I’ve just been given a personal tour of Ninfa by Monty Don. True, I had to share the thinking woman’s TV gardener with a number of others, but I’m convinced his attention was focused solely on me.
The occasion was a visit to three outstanding gardens outside Rome — Ninfa, Villa d’Este and Landriana — to celebrate a quarter-century of Gardeners’ World magazine in the company of its editor, Lucy Hall. Monty was an added inducement for the tour of Ninfa, after which he was to give a talk on the evolution of Italian gardens.
Rather like a gentleman’s club, Ninfa satisfies one’s inner snob. The eight–hectare garden, within 105 hectares of parkland 40 miles south-east of Rome, is open to the public for a handful of days each year. Thereafter visits are restricted to groups who book well in advance. Once inside the gardens, the official guide is God, and the route is fixed.

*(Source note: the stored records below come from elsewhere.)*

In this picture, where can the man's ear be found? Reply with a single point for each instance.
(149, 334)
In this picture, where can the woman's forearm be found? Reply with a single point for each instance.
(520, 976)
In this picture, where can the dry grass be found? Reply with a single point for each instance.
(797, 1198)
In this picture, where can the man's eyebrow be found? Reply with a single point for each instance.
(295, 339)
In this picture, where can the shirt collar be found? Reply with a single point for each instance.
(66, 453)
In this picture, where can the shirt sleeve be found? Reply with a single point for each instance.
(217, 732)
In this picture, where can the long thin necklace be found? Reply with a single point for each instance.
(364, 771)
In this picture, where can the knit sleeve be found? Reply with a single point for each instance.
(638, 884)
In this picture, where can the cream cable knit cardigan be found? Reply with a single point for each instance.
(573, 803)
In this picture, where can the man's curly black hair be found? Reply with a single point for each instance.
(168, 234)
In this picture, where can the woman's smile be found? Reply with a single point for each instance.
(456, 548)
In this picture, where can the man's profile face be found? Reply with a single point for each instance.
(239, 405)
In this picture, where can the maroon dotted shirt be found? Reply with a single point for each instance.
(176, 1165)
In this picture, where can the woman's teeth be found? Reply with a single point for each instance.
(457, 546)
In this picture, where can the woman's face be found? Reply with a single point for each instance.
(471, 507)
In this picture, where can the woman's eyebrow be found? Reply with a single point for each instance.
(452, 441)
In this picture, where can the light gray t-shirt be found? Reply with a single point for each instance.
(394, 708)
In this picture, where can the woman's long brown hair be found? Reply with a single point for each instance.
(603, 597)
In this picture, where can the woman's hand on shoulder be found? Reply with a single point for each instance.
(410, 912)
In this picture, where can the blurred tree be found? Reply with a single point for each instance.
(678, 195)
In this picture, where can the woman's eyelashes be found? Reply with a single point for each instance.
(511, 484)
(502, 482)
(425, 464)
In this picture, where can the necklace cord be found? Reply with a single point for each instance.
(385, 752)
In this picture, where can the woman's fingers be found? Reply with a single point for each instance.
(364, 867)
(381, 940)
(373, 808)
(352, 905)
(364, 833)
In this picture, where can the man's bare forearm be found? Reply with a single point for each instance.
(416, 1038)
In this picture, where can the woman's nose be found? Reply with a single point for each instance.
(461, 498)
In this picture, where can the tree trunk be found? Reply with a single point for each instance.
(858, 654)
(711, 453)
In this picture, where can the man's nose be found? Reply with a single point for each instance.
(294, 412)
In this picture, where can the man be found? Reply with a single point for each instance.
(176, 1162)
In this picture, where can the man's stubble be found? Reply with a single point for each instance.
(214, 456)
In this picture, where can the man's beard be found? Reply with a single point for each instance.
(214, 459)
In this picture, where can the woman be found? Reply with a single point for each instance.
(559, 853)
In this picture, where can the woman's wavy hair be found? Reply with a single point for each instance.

So what makes Ninfa worth the effort, especially now, a time of year when the garden is not, Monty assures us, at its best? Well, even though the celebrated roses have been and gone, and the one herbaceous border is nothing a Brit couldn’t muster, the structure of Ninfa stops the breath and has rightly won it the title of ‘most romantic garden in the world’.
The garden as we know it was created in 1921, but there has been an outpost at Ninfa since Roman times. The settlement had its share of disasters (its inhabitants succumbed to malaria in the 17th century), but in its heyday in the 12th century Ninfa had 150 houses, seven churches, a castle, a town hall, and several mills and bridges. Their ruins provide an incomparable structure.
Once inside, we are divided into two groups.